I am interested in theoretical and computational methods in geometry and their applications to problems in computer graphics and digital geometry processing.
My research focuses mainly on better understanding and representing shape and developing novel methods to preserve shape under large deformations.
In particular, I have published papers dealing with the following applications: interactive shape-and-image deformation, bounded distortion mappings, surface-and-volume parameterization, generalized barycentric coordinates, shape interpolation-and-animation, and computation of geodesics on manifolds. Three of my papers received the best paper award from the Eurographics Association, as well as my Ph.D. thesis. 16 papers of mine were published in ACM Transactions on Graphics, the foremost journal in computer graphics and the top ranked journal among the 104 journals in the Computer Science: Software Engineering category.

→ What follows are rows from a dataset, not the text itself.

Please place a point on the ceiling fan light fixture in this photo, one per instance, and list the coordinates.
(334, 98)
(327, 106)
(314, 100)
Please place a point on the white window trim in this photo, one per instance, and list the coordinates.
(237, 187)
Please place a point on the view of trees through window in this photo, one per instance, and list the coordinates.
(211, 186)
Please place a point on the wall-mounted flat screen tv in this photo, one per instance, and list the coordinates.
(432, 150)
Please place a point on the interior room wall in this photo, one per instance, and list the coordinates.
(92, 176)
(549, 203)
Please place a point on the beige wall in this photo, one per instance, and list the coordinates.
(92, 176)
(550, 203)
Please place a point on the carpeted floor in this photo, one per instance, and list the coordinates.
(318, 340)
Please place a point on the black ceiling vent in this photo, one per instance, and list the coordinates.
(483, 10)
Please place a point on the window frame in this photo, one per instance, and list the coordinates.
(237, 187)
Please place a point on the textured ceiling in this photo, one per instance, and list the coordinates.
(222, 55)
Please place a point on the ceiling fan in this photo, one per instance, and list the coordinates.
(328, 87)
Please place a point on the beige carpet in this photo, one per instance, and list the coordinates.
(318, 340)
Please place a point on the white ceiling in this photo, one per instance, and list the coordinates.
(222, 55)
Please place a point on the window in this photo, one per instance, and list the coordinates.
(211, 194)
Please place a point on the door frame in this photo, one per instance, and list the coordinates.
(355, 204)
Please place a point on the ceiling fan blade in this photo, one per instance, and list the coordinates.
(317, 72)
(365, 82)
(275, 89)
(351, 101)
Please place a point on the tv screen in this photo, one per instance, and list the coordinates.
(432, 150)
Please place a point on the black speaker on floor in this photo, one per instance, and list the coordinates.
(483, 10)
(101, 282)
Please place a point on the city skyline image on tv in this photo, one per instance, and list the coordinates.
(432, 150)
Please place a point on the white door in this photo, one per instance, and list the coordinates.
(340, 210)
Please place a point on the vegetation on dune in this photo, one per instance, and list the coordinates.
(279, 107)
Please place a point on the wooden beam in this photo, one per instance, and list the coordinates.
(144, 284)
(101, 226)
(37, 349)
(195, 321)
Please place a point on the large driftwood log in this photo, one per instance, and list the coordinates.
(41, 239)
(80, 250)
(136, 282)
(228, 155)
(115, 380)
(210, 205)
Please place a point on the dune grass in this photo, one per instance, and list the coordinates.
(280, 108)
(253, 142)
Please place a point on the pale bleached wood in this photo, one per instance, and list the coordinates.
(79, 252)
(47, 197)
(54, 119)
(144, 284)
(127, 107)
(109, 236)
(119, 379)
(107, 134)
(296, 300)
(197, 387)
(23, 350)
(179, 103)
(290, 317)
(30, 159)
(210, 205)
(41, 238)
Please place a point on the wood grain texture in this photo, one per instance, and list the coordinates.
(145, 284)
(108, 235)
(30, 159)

My research heavily relies on various mathematical fields such as differential geometry and topology, complex and harmonic analysis, conformal geometry, and linear algebra. I am adapting mathematical concepts from the smooth to the discrete case, where computational methods can be applied to solve real-life problems.
A main challenge is to be able to design efficient and accurate numerical methods to solve the underlying optimization problems which are often nonconvex. My recent research efforts were to reduce such hard problems to convex or near-convex problems by applying a sophisticated change of variables or by decomposing the problem into smaller problems which are easier to solve.
In addition, I am enthusiastic about high efficiency general-purpose computations on parallel architectures, where many of my works utilize modern graphics processing units (GPU) to accelerate computations.